Third, the issue of the Report of the Eminent Person Group (EPG) and India’s unwillingness to accept it has been prominently figuring in Nepal’s agenda. Prime Minister Oli himself raised it during his visit to India. Yet, it is surprising why the report prepared unanimously by the joint team was not accepted by India. The Modi government seems to have developed second thoughts about it as it presumably didn’t come up to its expectations in recommendations. If that is the case, why should Nepal be insistent on making the EPG report the principal item on the agenda of Indo-Nepal relations? If the two sides agree, other bilateral channels can also be used to settle outstanding issues that are impinging on bilateral relations.

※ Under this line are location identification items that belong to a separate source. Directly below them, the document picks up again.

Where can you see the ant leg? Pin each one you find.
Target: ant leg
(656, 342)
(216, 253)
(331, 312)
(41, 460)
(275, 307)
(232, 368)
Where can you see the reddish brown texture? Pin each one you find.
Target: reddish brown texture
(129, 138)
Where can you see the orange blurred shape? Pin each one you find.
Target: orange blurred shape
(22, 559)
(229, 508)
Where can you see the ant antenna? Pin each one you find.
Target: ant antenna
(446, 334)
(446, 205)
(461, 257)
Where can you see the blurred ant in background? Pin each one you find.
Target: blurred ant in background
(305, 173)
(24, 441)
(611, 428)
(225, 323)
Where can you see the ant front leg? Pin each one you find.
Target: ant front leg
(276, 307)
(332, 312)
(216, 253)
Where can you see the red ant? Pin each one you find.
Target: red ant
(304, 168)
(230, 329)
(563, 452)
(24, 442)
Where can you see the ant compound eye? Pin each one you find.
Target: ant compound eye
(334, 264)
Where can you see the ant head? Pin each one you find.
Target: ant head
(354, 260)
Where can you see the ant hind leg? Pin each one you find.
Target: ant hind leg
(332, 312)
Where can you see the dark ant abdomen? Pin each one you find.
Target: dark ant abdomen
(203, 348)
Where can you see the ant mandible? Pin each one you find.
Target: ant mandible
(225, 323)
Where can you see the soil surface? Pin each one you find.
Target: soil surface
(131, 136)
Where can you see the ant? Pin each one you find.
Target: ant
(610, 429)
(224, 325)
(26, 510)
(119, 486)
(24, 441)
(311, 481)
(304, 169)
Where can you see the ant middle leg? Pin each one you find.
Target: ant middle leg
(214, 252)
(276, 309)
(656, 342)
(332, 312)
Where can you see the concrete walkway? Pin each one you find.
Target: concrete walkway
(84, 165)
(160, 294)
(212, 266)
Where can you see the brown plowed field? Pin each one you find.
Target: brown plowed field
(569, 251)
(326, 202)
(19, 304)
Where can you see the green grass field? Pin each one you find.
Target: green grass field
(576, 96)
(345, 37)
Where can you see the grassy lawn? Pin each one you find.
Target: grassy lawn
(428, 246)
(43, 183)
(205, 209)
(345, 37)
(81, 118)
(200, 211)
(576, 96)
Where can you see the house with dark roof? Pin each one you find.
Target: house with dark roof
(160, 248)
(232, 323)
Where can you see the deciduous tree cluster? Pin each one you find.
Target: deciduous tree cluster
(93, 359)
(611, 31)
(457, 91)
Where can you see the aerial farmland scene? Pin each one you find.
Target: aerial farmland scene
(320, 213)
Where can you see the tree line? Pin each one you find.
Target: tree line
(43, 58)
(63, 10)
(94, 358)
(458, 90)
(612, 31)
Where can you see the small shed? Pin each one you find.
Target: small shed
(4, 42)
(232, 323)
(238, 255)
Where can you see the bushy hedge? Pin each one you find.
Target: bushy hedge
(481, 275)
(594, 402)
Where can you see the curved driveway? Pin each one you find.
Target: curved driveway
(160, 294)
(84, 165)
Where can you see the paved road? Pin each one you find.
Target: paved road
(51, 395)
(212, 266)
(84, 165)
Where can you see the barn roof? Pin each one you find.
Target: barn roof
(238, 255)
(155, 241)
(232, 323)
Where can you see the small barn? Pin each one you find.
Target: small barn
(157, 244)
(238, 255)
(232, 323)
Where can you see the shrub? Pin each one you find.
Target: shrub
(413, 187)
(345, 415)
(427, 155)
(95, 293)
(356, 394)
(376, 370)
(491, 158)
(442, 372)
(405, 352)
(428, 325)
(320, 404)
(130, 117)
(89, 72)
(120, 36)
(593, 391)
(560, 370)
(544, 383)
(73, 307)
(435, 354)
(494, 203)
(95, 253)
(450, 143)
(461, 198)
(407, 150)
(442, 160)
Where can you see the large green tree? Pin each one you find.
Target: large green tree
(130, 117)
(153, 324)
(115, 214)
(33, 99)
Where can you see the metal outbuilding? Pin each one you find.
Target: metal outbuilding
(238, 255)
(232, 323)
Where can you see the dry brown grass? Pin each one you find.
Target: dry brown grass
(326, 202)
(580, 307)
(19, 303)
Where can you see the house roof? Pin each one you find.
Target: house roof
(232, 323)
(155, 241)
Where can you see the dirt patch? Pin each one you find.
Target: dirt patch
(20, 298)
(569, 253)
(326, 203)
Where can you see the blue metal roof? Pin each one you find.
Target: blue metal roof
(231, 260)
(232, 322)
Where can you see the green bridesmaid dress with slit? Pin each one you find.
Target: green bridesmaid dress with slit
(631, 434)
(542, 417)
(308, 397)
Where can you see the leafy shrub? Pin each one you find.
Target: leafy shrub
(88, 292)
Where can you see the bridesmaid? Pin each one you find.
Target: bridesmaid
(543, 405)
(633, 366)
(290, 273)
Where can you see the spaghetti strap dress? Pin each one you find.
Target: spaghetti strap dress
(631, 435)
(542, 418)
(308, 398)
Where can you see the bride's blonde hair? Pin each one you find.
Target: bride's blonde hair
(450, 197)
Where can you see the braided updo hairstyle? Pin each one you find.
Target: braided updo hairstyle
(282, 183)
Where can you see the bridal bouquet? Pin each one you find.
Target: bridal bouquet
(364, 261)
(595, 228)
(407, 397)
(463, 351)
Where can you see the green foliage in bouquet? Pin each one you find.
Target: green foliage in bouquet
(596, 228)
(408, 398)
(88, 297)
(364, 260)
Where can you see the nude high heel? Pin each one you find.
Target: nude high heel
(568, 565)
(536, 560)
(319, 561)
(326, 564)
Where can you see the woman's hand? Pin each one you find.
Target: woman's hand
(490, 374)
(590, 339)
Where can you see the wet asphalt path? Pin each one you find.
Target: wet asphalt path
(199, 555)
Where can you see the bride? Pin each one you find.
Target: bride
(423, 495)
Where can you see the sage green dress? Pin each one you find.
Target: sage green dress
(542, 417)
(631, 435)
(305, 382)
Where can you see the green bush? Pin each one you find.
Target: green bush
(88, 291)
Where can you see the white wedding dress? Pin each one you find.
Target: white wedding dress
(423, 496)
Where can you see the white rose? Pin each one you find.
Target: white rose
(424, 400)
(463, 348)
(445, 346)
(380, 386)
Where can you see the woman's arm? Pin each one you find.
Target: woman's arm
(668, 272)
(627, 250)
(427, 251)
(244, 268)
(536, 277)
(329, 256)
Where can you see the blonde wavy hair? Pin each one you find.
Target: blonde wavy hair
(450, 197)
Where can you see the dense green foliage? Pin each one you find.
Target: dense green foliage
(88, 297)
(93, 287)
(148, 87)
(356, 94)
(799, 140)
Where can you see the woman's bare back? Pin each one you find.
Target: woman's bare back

Finally, India-Nepal relations cannot be seen in isolation. The emergence of China as a potential world power and its impact on India-Nepal relations and on changing the geopolitical environment can be a good area of study based on objectivity. The China factor is likely to be a major focus of international politics not because of the declining trends of American power that reduces the manoeuvrability of other powers such as India, which is still behind China in showing its capacity to balance it, but also because of increased Chinese strategic assertiveness in its neighbourhood.

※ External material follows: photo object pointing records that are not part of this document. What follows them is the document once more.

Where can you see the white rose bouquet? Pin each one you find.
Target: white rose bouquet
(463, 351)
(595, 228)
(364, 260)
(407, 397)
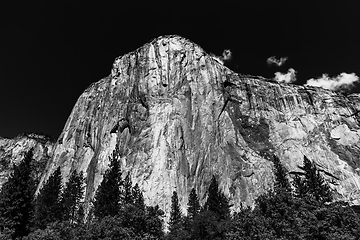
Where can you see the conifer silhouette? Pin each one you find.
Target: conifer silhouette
(109, 195)
(193, 204)
(48, 208)
(16, 197)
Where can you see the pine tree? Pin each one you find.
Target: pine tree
(71, 197)
(300, 187)
(175, 213)
(138, 197)
(314, 182)
(48, 207)
(193, 204)
(217, 201)
(16, 197)
(281, 181)
(128, 195)
(109, 195)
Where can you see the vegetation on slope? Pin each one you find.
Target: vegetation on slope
(301, 209)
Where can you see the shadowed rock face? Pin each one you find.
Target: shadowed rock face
(179, 117)
(12, 151)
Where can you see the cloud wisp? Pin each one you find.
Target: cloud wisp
(226, 56)
(275, 61)
(344, 81)
(288, 77)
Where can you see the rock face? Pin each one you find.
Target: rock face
(179, 117)
(12, 151)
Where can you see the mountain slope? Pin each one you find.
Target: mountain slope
(179, 117)
(12, 151)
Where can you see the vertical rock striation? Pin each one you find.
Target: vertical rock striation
(12, 151)
(179, 117)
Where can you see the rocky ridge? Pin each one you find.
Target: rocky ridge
(12, 151)
(179, 117)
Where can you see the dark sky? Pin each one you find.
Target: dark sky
(51, 51)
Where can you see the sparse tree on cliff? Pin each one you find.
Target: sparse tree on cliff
(16, 197)
(217, 201)
(315, 183)
(175, 213)
(71, 197)
(281, 182)
(193, 204)
(128, 194)
(48, 208)
(109, 194)
(138, 197)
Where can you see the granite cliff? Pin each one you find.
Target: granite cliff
(179, 116)
(12, 151)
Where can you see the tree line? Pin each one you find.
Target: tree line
(299, 209)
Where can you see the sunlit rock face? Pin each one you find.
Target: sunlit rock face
(179, 117)
(12, 151)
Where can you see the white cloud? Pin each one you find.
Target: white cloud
(340, 82)
(226, 56)
(278, 62)
(288, 77)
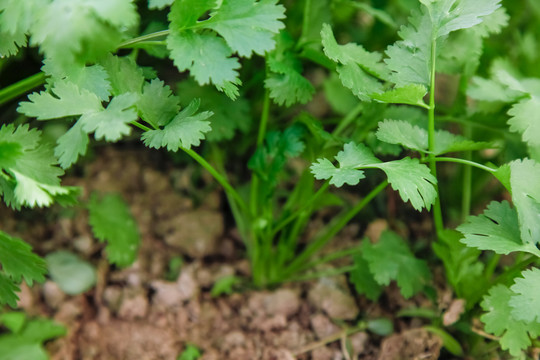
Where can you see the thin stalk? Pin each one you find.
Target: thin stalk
(21, 87)
(350, 117)
(219, 177)
(331, 257)
(260, 139)
(437, 212)
(298, 212)
(325, 273)
(336, 227)
(129, 43)
(140, 126)
(466, 162)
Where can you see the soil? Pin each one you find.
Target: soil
(142, 313)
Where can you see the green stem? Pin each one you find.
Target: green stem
(331, 257)
(336, 227)
(140, 126)
(21, 87)
(326, 273)
(219, 177)
(295, 214)
(437, 212)
(129, 43)
(260, 139)
(466, 162)
(350, 117)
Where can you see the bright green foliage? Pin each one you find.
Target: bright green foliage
(244, 27)
(391, 259)
(497, 229)
(112, 222)
(525, 302)
(65, 99)
(17, 262)
(26, 341)
(412, 94)
(526, 198)
(72, 274)
(524, 120)
(157, 105)
(416, 138)
(269, 160)
(412, 179)
(190, 353)
(285, 81)
(29, 175)
(358, 69)
(159, 4)
(16, 18)
(363, 279)
(112, 123)
(228, 116)
(76, 31)
(515, 335)
(185, 130)
(123, 74)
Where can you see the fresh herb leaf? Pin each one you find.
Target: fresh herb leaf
(497, 229)
(525, 301)
(391, 259)
(515, 335)
(112, 222)
(185, 130)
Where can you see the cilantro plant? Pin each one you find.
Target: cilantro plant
(94, 85)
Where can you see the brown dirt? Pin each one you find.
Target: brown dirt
(134, 313)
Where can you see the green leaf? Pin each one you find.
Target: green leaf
(363, 279)
(157, 105)
(72, 274)
(349, 54)
(65, 99)
(350, 158)
(159, 4)
(525, 301)
(71, 144)
(284, 79)
(515, 335)
(206, 56)
(412, 94)
(413, 180)
(78, 31)
(8, 291)
(416, 138)
(526, 198)
(269, 160)
(524, 120)
(18, 261)
(224, 285)
(112, 222)
(124, 74)
(31, 177)
(248, 25)
(187, 129)
(228, 116)
(190, 353)
(497, 229)
(391, 259)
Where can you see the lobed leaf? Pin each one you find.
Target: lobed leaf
(111, 221)
(391, 259)
(187, 129)
(525, 301)
(514, 334)
(497, 229)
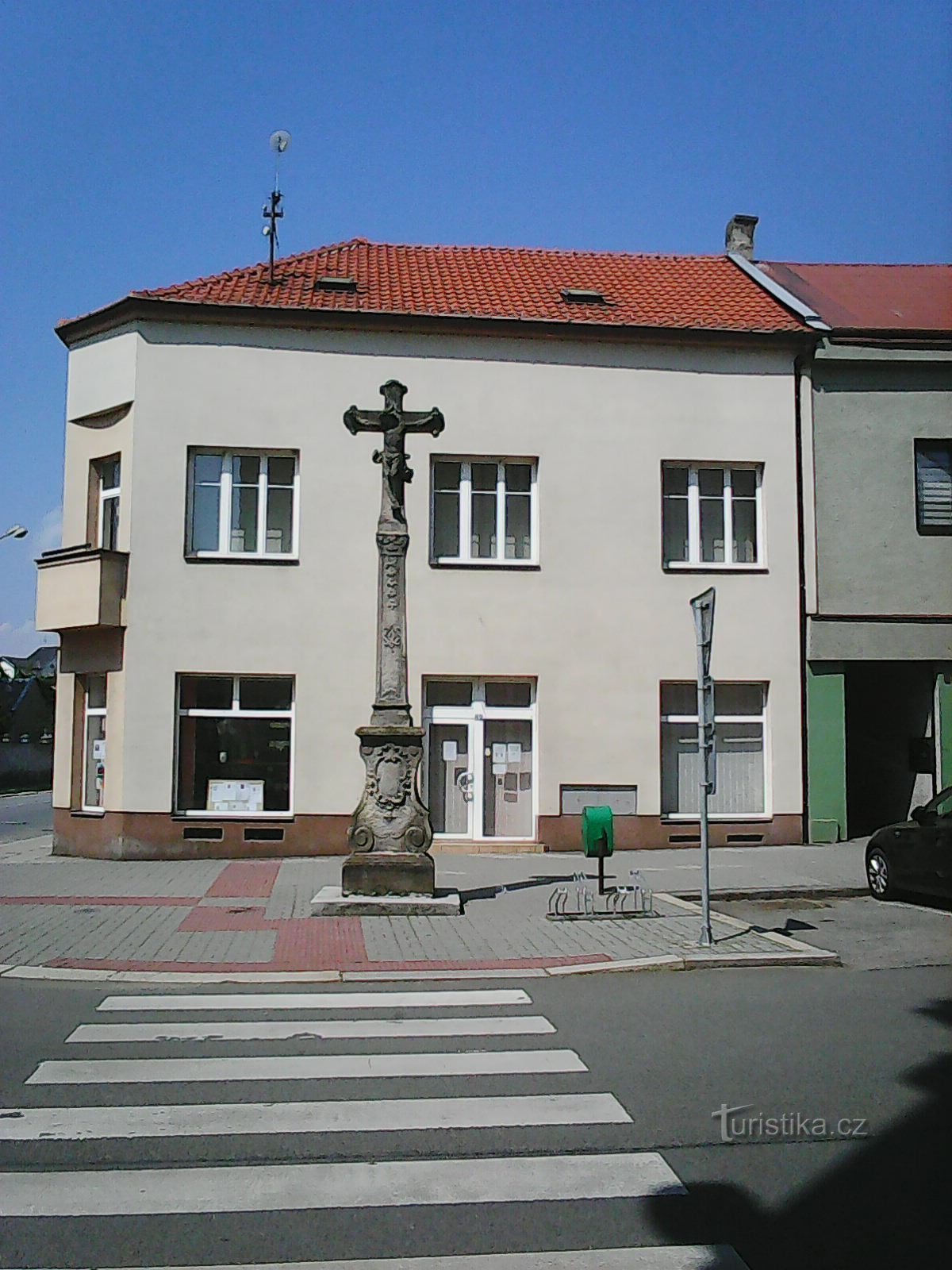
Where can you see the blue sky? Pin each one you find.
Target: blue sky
(135, 152)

It is assumed that Chinese hegemony can be strongly resisted by the combined efforts of the West and other Indo- Pacific powers, depending on the extent to which America becomes assertive vis-à-vis China. If the new Biden administration makes a slight departure in its China policy from the previous Trump administration, the prospects of a cooperative relationship are likely to be better. The Biden administration should follow a persuasive course for helping develop a cooperative relationship between India and China. Such an atmospheric change is necessary in order to create conducive conditions for peace and progress.

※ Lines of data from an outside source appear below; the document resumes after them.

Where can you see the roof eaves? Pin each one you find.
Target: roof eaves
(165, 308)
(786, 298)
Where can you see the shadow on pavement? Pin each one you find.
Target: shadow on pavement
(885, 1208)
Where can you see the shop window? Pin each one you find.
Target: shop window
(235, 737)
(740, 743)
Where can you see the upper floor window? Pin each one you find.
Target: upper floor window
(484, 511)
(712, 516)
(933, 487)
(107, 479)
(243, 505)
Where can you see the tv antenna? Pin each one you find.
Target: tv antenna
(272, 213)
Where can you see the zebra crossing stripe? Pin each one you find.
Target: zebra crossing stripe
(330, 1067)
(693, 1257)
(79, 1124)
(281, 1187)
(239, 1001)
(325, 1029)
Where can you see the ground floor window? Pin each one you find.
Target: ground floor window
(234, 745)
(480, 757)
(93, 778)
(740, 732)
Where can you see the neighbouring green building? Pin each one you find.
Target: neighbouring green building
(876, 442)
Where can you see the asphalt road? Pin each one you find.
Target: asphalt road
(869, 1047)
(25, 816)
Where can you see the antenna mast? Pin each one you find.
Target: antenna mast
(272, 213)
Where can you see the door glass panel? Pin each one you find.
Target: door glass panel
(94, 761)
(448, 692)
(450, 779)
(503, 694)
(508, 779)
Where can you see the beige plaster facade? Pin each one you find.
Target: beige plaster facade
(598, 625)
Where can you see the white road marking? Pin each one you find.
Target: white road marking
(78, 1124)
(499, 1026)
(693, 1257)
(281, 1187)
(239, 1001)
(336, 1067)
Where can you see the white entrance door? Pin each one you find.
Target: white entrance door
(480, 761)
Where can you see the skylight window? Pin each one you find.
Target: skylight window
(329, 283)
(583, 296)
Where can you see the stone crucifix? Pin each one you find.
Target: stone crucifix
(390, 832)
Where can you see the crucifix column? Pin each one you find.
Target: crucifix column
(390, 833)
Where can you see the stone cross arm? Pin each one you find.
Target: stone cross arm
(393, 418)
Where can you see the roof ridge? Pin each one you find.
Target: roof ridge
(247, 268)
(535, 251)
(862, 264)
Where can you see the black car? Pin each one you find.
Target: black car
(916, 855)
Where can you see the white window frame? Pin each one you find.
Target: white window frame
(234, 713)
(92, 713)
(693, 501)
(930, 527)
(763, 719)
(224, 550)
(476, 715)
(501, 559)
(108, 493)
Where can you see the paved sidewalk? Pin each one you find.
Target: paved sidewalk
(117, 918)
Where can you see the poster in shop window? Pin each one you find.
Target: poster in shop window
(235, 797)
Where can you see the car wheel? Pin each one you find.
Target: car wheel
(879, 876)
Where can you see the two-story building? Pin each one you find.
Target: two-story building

In this context, an amicable settlement of all outstanding problems between India and Nepal, and India and China becomes significant in view of the emergent geopolitical dynamics in South Asia. Situated between China and India, Nepal, notwithstanding its limited capacity for power play, occupies a tiny but sensitive zone of international politics given the increasing Chinese presence in the region. So any further lingering of bilateral disputes, especially those related to the border, is likely to be more complex as well as complicated in course of time. It is, therefore, imperative that India and Nepal sort out their outstanding problems, especially those relating to the new maps, to reduce other geopolitical tensions or even to minimise the role of external powers.